Meghan Walsh is from the central valley of California. She attended Vanguard University of Southern California and graduated in 2010 with a B.A. in psychology. While attending Vanguard, she traveled to Costa Rica and Nicaragua and visited local communities. During the sumers of 2009 and 2010, Walsh traveled to Israel and Palestine. In the West Bank she lived and worked in a refugee camp, learning firsthand about the situation of Palestinians and meeting with various Israeli and Palestinian organizations engaged in non-violent resistance and conflict resolution.
Roosevelt Z. Willie
Roosevelt Z. Willie is originally from Liberia in West Africa. He holds a B.S. in secondary education and an L.L.B. from the University of Liberia. He currently works as a magistrate judge, responsible for training magistrates, judges and judicial officers at the Jamess A.A. Pierre Judicial Institute in Liberia. Prior to the civil war in 1990, he worked as a classroom teacher and school administrator and also volunteered with the Red Cross of Liberia, later becoming its youth director in 1995. From 1998 to 2000, he served as secretary general responsible for the day-to-day activities and coordination of relief, water, sanitation and health, and the dissemination of Red Cross messages. The experience of working in war zones with international partners of the Red Cross and his current assignment within the judiciary are the driving forces behind his desire to enter the peace and justice studies program. He will specialize in human security.

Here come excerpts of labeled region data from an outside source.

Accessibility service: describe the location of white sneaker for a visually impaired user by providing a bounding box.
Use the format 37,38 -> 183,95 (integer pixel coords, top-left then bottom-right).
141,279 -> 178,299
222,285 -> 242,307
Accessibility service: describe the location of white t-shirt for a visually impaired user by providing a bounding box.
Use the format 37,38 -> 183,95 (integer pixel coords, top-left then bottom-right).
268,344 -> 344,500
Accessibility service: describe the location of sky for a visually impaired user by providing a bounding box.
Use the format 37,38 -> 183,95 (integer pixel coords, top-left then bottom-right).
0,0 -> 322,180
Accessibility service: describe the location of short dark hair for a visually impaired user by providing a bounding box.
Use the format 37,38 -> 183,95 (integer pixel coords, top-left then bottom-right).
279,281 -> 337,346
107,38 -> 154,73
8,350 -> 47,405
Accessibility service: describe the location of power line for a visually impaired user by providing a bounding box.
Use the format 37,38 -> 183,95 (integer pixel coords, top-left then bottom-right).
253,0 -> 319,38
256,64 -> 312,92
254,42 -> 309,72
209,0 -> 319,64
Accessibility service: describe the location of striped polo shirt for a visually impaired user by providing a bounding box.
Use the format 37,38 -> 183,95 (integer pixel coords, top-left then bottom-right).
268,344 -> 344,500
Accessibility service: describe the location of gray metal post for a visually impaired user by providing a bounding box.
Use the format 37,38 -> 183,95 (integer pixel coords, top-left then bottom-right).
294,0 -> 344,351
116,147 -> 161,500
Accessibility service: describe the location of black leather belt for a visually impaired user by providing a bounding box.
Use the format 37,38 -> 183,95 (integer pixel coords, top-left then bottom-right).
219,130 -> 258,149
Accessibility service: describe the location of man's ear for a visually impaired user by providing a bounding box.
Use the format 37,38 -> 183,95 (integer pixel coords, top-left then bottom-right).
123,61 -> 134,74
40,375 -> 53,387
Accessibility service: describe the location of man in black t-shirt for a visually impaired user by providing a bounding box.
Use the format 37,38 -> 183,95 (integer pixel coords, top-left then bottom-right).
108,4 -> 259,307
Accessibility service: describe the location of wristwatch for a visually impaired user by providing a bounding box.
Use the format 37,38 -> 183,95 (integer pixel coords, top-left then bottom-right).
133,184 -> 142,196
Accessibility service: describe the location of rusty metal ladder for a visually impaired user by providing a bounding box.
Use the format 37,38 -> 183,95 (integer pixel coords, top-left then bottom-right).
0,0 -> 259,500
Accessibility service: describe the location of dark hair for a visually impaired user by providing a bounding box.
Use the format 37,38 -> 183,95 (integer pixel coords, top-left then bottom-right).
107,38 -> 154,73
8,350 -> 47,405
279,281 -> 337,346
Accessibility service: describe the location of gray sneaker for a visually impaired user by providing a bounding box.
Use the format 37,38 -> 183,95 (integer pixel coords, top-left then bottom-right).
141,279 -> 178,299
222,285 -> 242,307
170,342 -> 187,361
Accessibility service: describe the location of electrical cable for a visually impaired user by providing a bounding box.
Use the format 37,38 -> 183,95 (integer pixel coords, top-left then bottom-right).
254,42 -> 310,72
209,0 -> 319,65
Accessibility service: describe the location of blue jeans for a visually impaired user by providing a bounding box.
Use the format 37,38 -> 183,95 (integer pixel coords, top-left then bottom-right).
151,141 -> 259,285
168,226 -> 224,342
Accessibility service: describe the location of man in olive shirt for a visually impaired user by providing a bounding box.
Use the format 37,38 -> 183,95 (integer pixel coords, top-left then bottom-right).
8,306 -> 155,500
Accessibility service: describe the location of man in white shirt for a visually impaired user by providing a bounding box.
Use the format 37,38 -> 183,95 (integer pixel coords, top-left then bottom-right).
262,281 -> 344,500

Shabnaz Yousefia was born in Iran, but lived in Sweden for most of her childhood. Yousefia earned her B.A. in global studies and international relations from the University of California, Santa Barbara, in 2004. As an undergraduate, she interned with Amnesty International, researching country-specific human rights abuses and recruiting human rights specialists. She also volunteered for PAX 2100, teaching peacebuilding activities to elementary school children. In 2003, Yousefia studied abroad in India and conducted research on Mahatma Gandhi's satyagraba (non-violent resistance) movement. Motivated by the resilience and courage of women in India, she later organized a fundraiser for the Global Fund for Women. Most recently, Yousefia served as constituent representative for U.S. Senator Barbara Boxer, assisting California residents with pending immigrant visa applications and obtaining emergency visas for individuals needing urgent medical care in the United States. At the Joan B. Kroc School of Peace Studies, Yousefia will specialize in conflict analysis and resolution and study gender-specific human rights abuses.